Lausanne 2010 celebrates the proclamation of the gospel around the world because the gospel is worthy of our very lives!  The gospel is the only way to “break down the wall of violence and hatred,” said Dan Sered (Jewish Christian) and Shadia Qubts (Palestinian Christian) together at the close of this morning’s session.

Throughout the conference today, the social justice issues of our time were front and center, particularly the growing problem of human trafficking.  While it has become common knowledge that there are over 27 million slaves today (more than were trafficked in the entire four centuries of the trans-Atlantic slave trade when adjusted for population), today those slaves had faces and names, as riveting stories of suffering and rescue were told by the International Justice Mission’s Director of Aftercare, Panitha Timothy who serves in Chennai, India.  “Often, the poor in India are not truly poor but rather slaves cloaked as the poor.”  Another worker for the International Justice Mission pointed out that not only are slaves throughout the world unreached by the gospel, they are also “unreachable” in that they are hidden away from any kind of structure and interaction with the outside world.

The evening session focused on God’s work throughout the Middle East.  While in places like Iran, hundreds of thousands of Muslims are turning to Jesus, other places continue to outlaw conversion, and persecute and kill Christians.  The good news is that new believers in Christ throughout the Middle East, like China, are standing for the gospel and Jesus is being made known everywhere!  It is estimated now that there have been more conversions to Christ in Iran in the last 13 years than in the last 1300 years as Muslims tire of the corruption and violence of Islamic rule.

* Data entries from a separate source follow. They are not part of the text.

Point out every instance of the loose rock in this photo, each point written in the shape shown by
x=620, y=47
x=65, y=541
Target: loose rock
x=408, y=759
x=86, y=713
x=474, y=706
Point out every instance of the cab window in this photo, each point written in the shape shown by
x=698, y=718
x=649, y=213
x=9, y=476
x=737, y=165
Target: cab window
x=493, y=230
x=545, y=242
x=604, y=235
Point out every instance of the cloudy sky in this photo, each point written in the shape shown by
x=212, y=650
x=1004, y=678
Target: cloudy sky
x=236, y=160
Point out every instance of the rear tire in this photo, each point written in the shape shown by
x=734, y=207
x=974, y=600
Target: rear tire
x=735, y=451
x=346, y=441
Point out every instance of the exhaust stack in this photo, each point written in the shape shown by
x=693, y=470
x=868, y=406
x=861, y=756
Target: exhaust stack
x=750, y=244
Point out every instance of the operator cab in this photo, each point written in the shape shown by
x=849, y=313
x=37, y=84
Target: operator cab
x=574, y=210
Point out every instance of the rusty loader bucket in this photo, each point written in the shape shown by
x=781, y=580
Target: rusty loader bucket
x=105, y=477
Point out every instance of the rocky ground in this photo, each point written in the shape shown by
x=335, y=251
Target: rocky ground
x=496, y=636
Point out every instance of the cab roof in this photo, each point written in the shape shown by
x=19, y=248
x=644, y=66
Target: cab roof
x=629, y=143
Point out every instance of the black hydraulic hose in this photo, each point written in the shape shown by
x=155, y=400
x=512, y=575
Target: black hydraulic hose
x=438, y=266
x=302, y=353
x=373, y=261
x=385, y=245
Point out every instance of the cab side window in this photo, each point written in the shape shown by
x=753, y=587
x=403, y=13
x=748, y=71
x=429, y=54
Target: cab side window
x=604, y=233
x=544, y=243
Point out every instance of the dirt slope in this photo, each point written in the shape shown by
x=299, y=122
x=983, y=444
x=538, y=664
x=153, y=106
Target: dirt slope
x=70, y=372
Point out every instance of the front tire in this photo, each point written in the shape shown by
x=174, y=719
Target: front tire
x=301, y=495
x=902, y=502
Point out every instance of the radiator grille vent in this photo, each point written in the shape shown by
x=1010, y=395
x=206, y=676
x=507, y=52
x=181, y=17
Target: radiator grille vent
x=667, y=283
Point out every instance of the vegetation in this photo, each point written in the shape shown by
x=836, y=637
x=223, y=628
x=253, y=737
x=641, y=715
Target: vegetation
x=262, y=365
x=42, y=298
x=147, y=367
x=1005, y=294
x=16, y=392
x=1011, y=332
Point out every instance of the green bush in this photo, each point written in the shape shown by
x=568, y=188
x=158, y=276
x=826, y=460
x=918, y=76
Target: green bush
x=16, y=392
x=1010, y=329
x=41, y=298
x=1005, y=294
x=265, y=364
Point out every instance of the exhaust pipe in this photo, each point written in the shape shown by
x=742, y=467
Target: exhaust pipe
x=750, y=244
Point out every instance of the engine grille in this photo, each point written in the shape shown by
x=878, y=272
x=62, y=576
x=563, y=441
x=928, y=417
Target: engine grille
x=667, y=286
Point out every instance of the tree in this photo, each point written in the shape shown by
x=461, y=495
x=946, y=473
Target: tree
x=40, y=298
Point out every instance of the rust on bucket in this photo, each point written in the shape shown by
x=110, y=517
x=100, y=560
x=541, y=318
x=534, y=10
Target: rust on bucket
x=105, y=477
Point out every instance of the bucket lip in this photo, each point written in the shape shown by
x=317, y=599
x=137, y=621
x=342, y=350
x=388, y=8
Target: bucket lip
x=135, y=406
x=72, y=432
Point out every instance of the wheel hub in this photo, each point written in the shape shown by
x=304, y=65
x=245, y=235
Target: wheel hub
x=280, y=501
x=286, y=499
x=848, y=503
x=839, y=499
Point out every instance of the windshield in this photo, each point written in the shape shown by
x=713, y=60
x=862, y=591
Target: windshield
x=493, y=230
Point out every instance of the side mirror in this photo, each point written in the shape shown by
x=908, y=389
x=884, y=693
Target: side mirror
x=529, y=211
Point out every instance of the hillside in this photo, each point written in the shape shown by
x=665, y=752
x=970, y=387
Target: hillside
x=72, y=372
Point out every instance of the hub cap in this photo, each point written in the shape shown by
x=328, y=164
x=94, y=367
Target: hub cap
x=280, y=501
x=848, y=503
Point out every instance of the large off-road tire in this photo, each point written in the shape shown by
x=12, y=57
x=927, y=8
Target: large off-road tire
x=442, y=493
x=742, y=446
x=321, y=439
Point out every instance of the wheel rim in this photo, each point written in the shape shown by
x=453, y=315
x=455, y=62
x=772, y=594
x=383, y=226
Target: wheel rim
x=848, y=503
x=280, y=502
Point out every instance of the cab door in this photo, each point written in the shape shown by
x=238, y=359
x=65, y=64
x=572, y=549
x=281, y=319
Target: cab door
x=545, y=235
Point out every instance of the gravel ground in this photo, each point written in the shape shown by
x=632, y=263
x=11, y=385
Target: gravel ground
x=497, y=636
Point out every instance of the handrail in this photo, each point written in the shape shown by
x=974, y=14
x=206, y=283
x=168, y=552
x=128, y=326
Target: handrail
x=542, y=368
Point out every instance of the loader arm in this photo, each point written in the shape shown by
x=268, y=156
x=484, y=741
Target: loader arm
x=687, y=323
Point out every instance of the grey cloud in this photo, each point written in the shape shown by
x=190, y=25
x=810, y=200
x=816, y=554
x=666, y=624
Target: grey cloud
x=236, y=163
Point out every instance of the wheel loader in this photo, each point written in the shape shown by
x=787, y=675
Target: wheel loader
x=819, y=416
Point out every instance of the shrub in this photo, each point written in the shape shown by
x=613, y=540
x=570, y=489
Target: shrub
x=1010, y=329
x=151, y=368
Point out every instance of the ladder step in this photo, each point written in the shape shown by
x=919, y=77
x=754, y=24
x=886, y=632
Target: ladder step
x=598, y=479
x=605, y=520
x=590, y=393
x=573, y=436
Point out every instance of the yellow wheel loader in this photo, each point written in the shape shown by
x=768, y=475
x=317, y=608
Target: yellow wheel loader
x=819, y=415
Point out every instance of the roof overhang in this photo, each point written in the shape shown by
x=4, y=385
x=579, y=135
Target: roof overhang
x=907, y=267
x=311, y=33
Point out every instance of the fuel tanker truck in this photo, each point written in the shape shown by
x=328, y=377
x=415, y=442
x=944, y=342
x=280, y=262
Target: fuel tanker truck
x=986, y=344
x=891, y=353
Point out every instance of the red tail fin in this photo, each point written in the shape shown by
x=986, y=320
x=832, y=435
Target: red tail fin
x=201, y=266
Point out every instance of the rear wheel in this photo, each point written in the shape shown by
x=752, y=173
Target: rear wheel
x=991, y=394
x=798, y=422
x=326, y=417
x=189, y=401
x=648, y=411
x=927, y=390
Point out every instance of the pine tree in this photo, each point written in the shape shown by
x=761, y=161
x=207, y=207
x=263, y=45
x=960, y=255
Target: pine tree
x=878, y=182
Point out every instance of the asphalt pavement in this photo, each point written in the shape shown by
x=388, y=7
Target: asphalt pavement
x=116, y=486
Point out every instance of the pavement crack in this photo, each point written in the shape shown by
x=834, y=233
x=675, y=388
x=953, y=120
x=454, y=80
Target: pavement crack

One of the goals of Lausanne 2010 is to address issues that face the Church globally which hinder the gospel’s expansion and the persecution of governments, of radical Islam, and of slavery are at the top of the list.  At Lausanne, over 4,000 leaders from 198 countries help us see the faces, hear the stories and share the tears of those who suffer for the gospel.
 

Posted by York Moore, Cape Town, South Africa, 10/19/2010

Monday, October 18, 2010Cape Town opening ceremony

The Third Lausanne Congress was pronounced “open” by Doug Birdsall, executive director of the Congress yesterday.  Over 4,000 delegates from 198 countries are gathered at the Lausanne Congress in Cape Town, South  Africa this week and InterVarsity Christian Fellowship USA is here!  The week began with a celebration of the African continent and people in a program of dramatic pageantry.  The shift in the global population of Christians to countries in the southern hemisphere is just one of many reasons this historic congress in being held in Africa.  The contribution of the African Church to world missions is growing and sitting at the feet of theologians, pastors, and practitioners from around the world on the southern most tip of Africa is fitting for such an historic event.  Lausanne 2010 marks 100 years of missionary activity which began with the Edinburgh Conference of 1910

The opening of Lausanne 2010 was both a celebration of the familiar voices of evangelicalism as letters from John Stott and Billy Graham (founder of the Lausanne movement) were read, but also a forward celebration of missiological reciprocity as the two-thirds world begins to take the lead as the dominant power in the Christian world!  Lausanne celebrates global missions through the lens of our commitment to the Scriptures, proclamation evangelism, and the empowering presence of the Holy Spirit.  All of these great evangelical commitments were reiterated today with exposition and messages from leaders from Egypt, Germany, Hong Kong, and the U.S.

During Lausanne 2010, the contribution of InterVarsity Christian Fellowship/USA is evident.  Each morning all delegates gather at tables to study Ephesians in “manuscript style,” thanks to the hard work of InterVarsity associate regional director, Lindsay Olesberg.  Lindsay and many other InterVarsity staff  have helped shape the Lausanne 2010 Congress over the last several years.  InterVarsity has sent 15 of the 400 U.S. delegates, including president Alec Hill, to the Congress and is humbled to be a part of this historic moment in global missions. 

Posted by York Moore, Cape Town, South Africa 10/18/2010.